The model is implemented as a scikit-learn pipeline, stitching together a Binner and the CB classifier estimator. Most natably, we reduce the number of used bins in all continuous features to 10 instead of 100, should be plenty.

In [None]:
def cb_classifier_model():
    plobs = [observers.PlottingObserver(iteration=-1)]

    CB_pipeline = pipeline_CBClassifier(
        feature_properties=feature_properties,
        feature_groups=features,
        observers=plobs,
        maximal_iterations=50,
        number_of_bins=10,
        smoother_choice=common_smoothers.SmootherChoiceGroupBy(
            use_regression_type=True,
            use_normalization=False,
        ),
    )

    return CB_pipeline

In [None]:
CB_est = cb_classifier_model()

CB_est

# The training

In [None]:
%%timeit -r 1
CB_est.fit(X.copy(), y)

That's it, now we did the training, that was fast and easy, isn't it?

## Evaluation

Now we can do the inference for all samples. Note that we get proper probabilities for all target categories using predict_proba, which is really nice! 

In [None]:
yhat = CB_est.predict_proba(X.copy())

With this we can calculate the mean absolute deviation

In [None]:
mad = np.nanmean(np.abs(y - yhat[:, 0]))
mad

Or the scikit-learn in-sample score (yes, you should do some cross-validation for a real world problem 😬)

In [None]:
# in-sample score
CB_est.score(X, y)

# Some nice plots

Cyclic Boosting has some useful reporting of the traning included. We can create a pdf with this code

In [None]:
def plot_CB(filename, plobs, binner):
    for i, p in enumerate(plobs):
        plot_analysis(plot_observer=p, file_obj=filename + "_{}".format(i), use_tightlayout=False, binners=[binner])

In [None]:
plot_CB("analysis_CB_iterlast", [CB_est[-1].observers[-1]], CB_est[-2])

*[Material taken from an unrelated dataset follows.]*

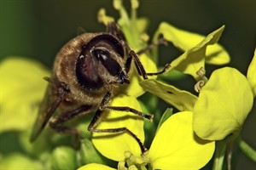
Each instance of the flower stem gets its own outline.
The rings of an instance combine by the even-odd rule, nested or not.
[[[212,170],[223,169],[223,163],[226,151],[226,141],[221,140],[216,142],[215,158],[213,162]]]
[[[237,138],[237,143],[241,151],[251,160],[256,162],[256,150],[253,150],[249,144],[247,144],[241,138]]]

You will now find a pdf file containing all sorts of plots. They are explained in the documentation of Cyclic Boosting.

Just as an eye candy, lets plot the separation of of both classes.

In [None]:
df["pred"] = yhat[:, 0]

In [None]:
ax = df[df["target"] > 0].pred.hist(log=True, alpha=0.5)
df[df["target"] == 0].pred.hist(log=True, alpha=0.5, ax=ax)

You see, it is easy to do a classification using Cyclic Boosting and it works!